Guys like Echols? Guys like Lanza? Put a lot of it on broken homes. Put a lot of it on a failed school system. Put a lot of it on the individual, on the failings of religion, on whatever you want to put it on. But put most of it on what underlies the dark flavor, the umbra, of Goth. So very many of our youth are witches without knowing it.

Goth is evil. So is the hardcore pornography all over the internet. So is the violence. It should be -- and once was -- banned from the public place.

This is not to judge the individual.

Echols was a kid who didn't seem to have a chance.

He grew up in a ramshackle house -- a broken-down sharecropper's shanty -- built near Marion on an old Indian burial mound.

"Strange things were always hovering at the periphery of my family life, but none so much as during our years in that house," he writes. "There was just a bad feeling around the place.
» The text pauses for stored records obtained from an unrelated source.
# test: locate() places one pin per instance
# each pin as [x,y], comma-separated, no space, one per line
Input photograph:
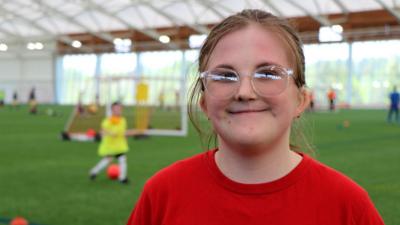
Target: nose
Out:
[246,91]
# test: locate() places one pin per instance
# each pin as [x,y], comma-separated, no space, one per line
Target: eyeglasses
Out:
[266,81]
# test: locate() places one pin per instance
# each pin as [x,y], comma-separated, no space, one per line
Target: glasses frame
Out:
[287,72]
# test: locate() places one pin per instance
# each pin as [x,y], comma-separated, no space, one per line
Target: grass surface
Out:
[46,180]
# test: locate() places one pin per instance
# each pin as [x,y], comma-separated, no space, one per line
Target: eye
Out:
[268,75]
[227,76]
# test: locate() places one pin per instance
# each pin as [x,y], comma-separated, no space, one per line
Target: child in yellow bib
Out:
[113,143]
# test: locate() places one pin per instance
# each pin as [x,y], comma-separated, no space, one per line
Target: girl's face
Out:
[248,119]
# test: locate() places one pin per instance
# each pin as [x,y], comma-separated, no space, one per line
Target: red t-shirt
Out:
[194,191]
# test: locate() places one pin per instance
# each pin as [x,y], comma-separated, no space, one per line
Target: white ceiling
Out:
[24,20]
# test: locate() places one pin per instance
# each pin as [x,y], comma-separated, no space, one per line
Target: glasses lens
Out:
[270,80]
[221,83]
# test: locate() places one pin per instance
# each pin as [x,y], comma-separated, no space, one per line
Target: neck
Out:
[249,166]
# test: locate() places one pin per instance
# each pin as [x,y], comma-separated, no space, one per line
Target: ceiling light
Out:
[76,44]
[330,33]
[164,39]
[196,40]
[35,46]
[122,45]
[3,47]
[39,45]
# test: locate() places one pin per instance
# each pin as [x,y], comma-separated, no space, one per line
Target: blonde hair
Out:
[236,22]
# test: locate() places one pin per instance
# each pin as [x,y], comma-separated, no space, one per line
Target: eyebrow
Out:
[227,66]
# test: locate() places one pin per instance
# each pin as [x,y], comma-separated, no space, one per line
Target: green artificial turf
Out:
[46,180]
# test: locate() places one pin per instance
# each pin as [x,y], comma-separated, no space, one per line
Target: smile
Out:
[242,111]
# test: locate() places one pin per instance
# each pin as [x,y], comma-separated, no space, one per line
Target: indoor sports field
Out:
[66,64]
[45,179]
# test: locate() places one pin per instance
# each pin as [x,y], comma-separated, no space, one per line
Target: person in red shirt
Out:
[331,95]
[251,87]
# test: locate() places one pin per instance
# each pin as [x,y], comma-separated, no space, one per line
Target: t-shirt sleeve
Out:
[369,214]
[141,214]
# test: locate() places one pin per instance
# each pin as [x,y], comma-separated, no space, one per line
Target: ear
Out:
[203,105]
[303,101]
The house felt malevolent. I could never escape the feeling that the entire place wished me ill. It was unpleasant in every regard; it felt dark, even on the sunniest summer days. Sometimes late at night I would be overwhelmed with the feeling that someone was standing by the bed, leaning over me, so close they could have brushed their lips across mine if they'd so desired. It wasn't like a ghost or anything; it was just a feeling the house itself radiated, like an aura."

That aura dovetailed with a lifestyle that then brought him tragedy, and may also have brought tragedy to others.